CNG stations needed to make natural gas a transportation fuel
When automobiles first began appearing in the United States in the early 1900s, it took a while before a network of roads and gasoline filling stations was developed to allow the market for cars and trucks to really grow. Something similar is in play today with natural-gas-fueled buses, trucks and cars.
For a decade or more, some larger cities have had public transit buses running on clean-burning natural gas. Some fleet vehicles in big cities also run on natural gas.
Because of Pennsylvania’s rich natural gas reserves in the Marcellus Shale formation, there are good reasons to promote natural-gas-fueled vehicles here — the air will be cleaner and the increased demand for natural gas will keep the gas- drilling industry booming in the state, creating jobs and boosting the economy.
Given that, it was encouraging to learn last week that Butler will be getting a natural-gas filling station, the first with access for private vehicles, by early 2014.
The fueling station will be constructed at the Butler Transit Authority’s new facilities in the Pullman Center area.
A part of the program, funded by a $1 million grant from the state Department of Environmental Protection, also involves a gradual conversion of BTA buses from diesel to compressed natural gas, or CNG. The plan also calls for conversion of buses operated by Butler Area Rural Transit (BART) to run on CNG.

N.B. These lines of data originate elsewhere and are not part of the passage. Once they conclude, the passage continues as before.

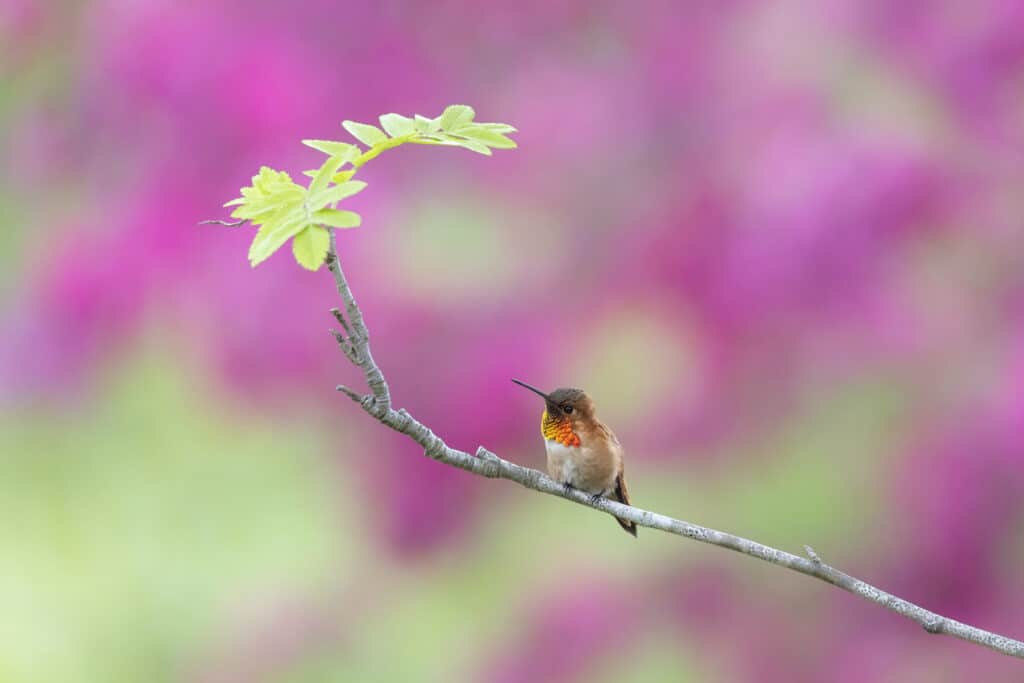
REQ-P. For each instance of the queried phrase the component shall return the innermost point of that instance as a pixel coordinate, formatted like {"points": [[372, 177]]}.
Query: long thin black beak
{"points": [[531, 388]]}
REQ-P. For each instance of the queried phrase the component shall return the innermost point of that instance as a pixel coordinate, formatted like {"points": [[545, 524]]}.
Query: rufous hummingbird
{"points": [[583, 452]]}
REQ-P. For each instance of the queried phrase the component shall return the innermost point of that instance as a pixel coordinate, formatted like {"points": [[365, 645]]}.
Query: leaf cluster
{"points": [[285, 210]]}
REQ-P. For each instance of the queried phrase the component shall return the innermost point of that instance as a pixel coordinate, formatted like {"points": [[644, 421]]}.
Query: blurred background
{"points": [[780, 245]]}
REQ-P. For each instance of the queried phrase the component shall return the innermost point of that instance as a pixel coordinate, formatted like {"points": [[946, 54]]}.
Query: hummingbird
{"points": [[583, 452]]}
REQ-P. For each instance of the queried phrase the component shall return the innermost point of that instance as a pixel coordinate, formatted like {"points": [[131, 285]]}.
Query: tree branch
{"points": [[486, 464]]}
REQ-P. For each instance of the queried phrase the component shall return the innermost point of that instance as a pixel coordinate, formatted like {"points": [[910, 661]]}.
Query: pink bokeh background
{"points": [[720, 216]]}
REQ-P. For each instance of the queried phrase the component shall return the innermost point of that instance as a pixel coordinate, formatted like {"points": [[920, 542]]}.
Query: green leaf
{"points": [[343, 176], [335, 194], [364, 132], [457, 115], [271, 236], [332, 147], [338, 218], [425, 125], [478, 147], [396, 125], [325, 173], [310, 247]]}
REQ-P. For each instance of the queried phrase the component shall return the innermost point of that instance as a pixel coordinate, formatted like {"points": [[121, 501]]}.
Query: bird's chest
{"points": [[586, 468]]}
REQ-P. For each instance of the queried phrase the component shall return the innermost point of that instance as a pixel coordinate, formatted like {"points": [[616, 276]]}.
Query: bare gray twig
{"points": [[489, 465]]}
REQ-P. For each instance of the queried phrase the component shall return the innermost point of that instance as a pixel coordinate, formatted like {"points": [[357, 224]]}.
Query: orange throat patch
{"points": [[558, 430]]}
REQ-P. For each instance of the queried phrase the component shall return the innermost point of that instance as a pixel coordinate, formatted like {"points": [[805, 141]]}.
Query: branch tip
{"points": [[354, 395], [228, 223]]}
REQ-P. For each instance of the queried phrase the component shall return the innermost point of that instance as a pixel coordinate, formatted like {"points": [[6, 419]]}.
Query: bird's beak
{"points": [[534, 389]]}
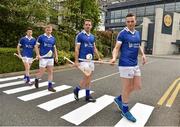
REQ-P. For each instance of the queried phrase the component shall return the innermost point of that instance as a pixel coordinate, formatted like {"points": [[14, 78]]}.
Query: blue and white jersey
{"points": [[46, 44], [86, 42], [27, 45], [130, 42]]}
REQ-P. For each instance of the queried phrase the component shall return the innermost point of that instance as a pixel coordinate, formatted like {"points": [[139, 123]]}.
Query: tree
{"points": [[17, 15], [73, 15], [76, 11]]}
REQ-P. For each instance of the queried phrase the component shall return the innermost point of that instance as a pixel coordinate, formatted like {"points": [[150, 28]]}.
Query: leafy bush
{"points": [[10, 63]]}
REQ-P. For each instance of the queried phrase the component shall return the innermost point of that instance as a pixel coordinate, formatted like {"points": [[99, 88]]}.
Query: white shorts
{"points": [[87, 66], [27, 59], [46, 62], [129, 72]]}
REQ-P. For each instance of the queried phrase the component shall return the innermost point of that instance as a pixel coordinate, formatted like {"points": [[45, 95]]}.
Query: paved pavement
{"points": [[26, 106]]}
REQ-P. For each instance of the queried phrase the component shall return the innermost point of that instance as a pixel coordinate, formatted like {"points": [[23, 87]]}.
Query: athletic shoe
{"points": [[36, 83], [76, 96], [128, 115], [118, 102], [51, 89], [90, 99]]}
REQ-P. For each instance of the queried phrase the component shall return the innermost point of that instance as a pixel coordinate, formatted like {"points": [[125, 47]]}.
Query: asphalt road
{"points": [[157, 76]]}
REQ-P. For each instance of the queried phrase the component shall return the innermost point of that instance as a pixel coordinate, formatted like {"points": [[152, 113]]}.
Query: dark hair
{"points": [[29, 28], [89, 20], [130, 15]]}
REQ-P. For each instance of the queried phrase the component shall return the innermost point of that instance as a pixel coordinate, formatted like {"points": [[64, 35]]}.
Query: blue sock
{"points": [[87, 92], [125, 107], [49, 84], [78, 88], [27, 79]]}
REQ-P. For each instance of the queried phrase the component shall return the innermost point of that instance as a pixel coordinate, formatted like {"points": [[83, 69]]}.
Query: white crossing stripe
{"points": [[50, 105], [141, 112], [43, 93], [83, 113], [12, 84], [24, 88], [11, 78]]}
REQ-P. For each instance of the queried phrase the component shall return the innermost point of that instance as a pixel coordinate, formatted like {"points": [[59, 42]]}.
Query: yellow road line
{"points": [[173, 96], [166, 94]]}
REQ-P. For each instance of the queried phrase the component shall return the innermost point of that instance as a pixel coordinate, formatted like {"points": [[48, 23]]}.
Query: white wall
{"points": [[162, 42]]}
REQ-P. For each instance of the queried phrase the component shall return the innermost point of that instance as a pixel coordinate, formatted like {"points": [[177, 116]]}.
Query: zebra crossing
{"points": [[75, 116]]}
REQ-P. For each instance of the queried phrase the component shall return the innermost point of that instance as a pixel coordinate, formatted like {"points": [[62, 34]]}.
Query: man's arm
{"points": [[144, 60], [77, 47], [37, 51], [18, 50], [115, 52], [56, 54], [97, 52]]}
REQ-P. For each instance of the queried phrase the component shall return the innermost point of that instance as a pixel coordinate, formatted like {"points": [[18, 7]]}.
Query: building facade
{"points": [[115, 15]]}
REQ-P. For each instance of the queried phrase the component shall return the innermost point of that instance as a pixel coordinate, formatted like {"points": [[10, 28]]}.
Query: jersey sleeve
{"points": [[78, 39], [119, 38], [20, 43], [39, 40], [54, 42]]}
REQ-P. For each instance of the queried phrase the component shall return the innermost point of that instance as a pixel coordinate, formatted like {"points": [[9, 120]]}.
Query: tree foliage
{"points": [[17, 15]]}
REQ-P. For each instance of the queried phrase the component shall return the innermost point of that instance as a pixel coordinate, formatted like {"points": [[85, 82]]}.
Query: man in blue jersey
{"points": [[128, 44], [46, 53], [84, 49], [27, 44]]}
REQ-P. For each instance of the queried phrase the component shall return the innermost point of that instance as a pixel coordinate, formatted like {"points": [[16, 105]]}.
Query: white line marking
{"points": [[42, 93], [24, 88], [141, 112], [11, 78], [115, 73], [12, 84], [50, 105], [84, 112]]}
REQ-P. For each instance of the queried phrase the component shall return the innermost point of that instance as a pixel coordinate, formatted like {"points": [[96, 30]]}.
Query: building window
{"points": [[140, 11], [112, 14], [123, 20], [117, 14], [124, 12], [170, 7], [150, 10], [159, 6], [151, 18], [132, 10], [112, 21], [117, 21], [177, 6], [139, 19]]}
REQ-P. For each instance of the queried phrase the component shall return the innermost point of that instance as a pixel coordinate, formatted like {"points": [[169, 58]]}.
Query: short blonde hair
{"points": [[48, 26]]}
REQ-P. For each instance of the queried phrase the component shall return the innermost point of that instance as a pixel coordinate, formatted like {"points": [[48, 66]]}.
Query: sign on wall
{"points": [[167, 23]]}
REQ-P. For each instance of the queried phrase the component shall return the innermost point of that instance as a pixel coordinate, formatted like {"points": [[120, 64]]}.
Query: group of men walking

The process of vehicle conversion and building fueling stations, to build demand for CNG in transportation, will not be quick, easy or inexpensive. But, despite all that, it should be done.
Texas oilman T. Boone Pickens has been promoting a plan to convert the nation’s fleet of tractor-trailer rigs to run on natural gas. If the big rigs on the highways were fueled by CNG, the nation could pretty much eliminate imported oil. And because the U.S. has massive reserves of natural gas, such a plan is a good way to achieve energy independence, something national politicians have proposed for decades, but never achieved.

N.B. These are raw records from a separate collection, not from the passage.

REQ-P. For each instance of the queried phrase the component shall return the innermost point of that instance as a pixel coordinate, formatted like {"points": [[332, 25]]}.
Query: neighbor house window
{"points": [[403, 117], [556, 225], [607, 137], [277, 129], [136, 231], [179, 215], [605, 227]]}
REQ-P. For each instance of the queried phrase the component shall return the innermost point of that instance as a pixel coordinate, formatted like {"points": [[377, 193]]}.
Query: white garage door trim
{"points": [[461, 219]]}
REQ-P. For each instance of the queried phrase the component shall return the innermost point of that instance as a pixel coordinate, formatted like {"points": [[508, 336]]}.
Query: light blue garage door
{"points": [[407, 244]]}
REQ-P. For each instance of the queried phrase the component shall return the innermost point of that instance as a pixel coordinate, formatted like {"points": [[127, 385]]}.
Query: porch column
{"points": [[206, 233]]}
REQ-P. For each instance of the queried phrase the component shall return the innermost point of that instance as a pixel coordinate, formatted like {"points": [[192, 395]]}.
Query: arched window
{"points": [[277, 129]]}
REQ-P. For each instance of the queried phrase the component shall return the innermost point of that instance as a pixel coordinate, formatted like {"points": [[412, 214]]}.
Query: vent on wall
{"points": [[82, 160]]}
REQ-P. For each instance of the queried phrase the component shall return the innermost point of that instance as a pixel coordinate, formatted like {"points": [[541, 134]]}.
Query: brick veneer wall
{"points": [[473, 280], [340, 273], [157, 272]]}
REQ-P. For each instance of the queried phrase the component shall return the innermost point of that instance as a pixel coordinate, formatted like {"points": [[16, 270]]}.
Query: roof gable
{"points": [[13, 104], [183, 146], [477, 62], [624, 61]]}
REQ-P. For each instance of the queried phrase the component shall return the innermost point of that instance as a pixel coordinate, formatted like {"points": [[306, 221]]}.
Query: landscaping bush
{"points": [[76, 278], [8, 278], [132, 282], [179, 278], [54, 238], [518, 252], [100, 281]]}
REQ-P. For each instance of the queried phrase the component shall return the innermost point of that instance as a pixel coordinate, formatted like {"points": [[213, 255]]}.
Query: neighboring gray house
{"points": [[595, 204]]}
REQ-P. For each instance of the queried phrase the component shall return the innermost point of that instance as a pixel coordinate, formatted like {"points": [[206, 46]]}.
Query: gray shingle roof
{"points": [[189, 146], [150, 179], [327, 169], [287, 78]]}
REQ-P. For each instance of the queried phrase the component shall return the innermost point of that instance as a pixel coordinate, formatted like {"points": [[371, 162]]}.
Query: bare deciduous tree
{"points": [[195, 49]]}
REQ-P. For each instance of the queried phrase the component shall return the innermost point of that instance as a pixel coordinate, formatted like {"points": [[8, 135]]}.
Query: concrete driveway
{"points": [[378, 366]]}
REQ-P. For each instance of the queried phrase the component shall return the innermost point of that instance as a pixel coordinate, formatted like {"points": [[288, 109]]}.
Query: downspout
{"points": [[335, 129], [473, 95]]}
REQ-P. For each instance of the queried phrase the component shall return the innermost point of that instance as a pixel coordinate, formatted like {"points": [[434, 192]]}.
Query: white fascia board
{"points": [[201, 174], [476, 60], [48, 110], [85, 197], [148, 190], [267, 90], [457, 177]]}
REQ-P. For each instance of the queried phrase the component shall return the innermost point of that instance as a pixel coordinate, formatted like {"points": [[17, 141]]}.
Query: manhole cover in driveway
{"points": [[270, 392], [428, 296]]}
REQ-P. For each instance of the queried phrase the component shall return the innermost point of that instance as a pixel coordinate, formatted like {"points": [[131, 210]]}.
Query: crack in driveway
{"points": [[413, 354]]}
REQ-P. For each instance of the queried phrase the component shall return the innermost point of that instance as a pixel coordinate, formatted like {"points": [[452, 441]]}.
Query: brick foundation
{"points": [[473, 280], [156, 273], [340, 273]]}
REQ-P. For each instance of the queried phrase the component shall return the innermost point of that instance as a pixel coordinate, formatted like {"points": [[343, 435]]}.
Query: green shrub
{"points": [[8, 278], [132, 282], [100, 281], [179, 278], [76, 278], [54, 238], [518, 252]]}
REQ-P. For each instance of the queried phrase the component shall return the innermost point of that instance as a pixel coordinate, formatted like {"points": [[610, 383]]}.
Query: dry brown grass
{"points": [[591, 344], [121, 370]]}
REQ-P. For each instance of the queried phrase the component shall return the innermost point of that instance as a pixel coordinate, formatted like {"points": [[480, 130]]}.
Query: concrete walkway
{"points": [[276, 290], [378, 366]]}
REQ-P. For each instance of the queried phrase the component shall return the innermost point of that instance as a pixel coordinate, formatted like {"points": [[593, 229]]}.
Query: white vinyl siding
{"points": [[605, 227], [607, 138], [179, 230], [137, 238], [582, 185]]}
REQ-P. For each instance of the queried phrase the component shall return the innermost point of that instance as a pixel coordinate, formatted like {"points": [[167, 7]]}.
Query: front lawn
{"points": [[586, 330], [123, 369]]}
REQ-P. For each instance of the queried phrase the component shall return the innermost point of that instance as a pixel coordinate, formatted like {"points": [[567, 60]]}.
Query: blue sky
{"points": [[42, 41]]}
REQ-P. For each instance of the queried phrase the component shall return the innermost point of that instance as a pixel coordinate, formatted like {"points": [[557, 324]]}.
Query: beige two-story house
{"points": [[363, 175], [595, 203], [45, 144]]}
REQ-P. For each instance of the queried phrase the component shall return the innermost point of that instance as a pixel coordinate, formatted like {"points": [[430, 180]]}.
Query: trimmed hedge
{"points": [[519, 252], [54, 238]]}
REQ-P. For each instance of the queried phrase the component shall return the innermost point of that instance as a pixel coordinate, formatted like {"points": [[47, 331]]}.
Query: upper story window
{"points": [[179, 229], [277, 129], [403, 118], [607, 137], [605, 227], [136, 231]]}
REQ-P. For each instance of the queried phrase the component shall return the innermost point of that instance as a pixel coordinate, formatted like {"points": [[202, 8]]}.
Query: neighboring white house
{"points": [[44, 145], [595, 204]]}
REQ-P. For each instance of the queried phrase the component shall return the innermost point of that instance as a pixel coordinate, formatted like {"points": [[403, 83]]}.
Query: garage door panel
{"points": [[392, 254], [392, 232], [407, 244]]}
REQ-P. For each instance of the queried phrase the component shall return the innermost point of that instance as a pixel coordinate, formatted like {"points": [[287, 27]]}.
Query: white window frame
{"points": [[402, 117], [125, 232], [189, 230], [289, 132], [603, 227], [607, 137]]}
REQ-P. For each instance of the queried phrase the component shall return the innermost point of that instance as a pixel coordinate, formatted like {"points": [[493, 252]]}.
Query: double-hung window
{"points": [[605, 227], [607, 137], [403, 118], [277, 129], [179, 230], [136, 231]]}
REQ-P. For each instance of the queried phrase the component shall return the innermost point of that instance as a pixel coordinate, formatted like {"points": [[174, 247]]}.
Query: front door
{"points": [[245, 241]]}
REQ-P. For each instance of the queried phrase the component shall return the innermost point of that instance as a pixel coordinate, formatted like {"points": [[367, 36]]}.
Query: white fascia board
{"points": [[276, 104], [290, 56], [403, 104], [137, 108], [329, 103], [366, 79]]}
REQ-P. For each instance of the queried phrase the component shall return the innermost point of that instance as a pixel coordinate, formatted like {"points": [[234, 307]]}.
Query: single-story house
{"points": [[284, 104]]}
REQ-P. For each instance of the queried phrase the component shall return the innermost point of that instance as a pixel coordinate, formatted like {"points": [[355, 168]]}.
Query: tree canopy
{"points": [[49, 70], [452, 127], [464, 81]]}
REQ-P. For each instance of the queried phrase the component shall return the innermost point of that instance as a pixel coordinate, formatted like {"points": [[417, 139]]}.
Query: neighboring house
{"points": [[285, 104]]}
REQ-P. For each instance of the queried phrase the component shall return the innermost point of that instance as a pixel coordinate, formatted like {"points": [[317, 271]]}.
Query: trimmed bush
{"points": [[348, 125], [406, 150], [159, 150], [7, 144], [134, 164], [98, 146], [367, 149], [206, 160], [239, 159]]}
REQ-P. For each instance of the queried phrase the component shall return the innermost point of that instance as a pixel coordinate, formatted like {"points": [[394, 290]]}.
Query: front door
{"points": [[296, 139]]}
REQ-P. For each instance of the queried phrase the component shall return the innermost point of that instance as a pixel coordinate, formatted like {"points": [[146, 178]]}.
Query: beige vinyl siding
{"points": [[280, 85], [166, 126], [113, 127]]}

Increasing demand for natural gas is important to Pennsylvania’s future economic health, given development of the Marcellus Shale formation. Without increased demand, rising supplies will suppress prices and possibly slow production.
A few public-access CNG filling stations have been constructed in Pittsburgh, the most recent one in the Strip District.
For now, local buses and fleet vehicles, which remain within a fairly limited geographic area, are the only transportation market for natural gas. But as more natural-gas filling stations appear, the demand for CNG-fueled cars could increase.
Certainly, without more fueling stations, few people will be interested in CNG-fueled cars because of the fear they might travel out of range of a fueling station. But once a reasonable network of CNG stations is established, natural gas will be a truly viable fuel for cars and trucks. And that’s good for the air and for Pennsylvania’s natural gas industry.
Today, only Honda sells a CNG-powered car in the U.S. market. But Fiat, a leader in the more advanced European market for CNG cars, is reported to be considering importing those cars to the U.S. as a clean-energy option to other manufacturers’ hybrid or electric vehicles.
The development of the CNG transportation market will not happen overnight, but news of more CNG filling stations, like the one planned for Butler, is encouraging as a necessary step in the development of CNG as a transportation fuel.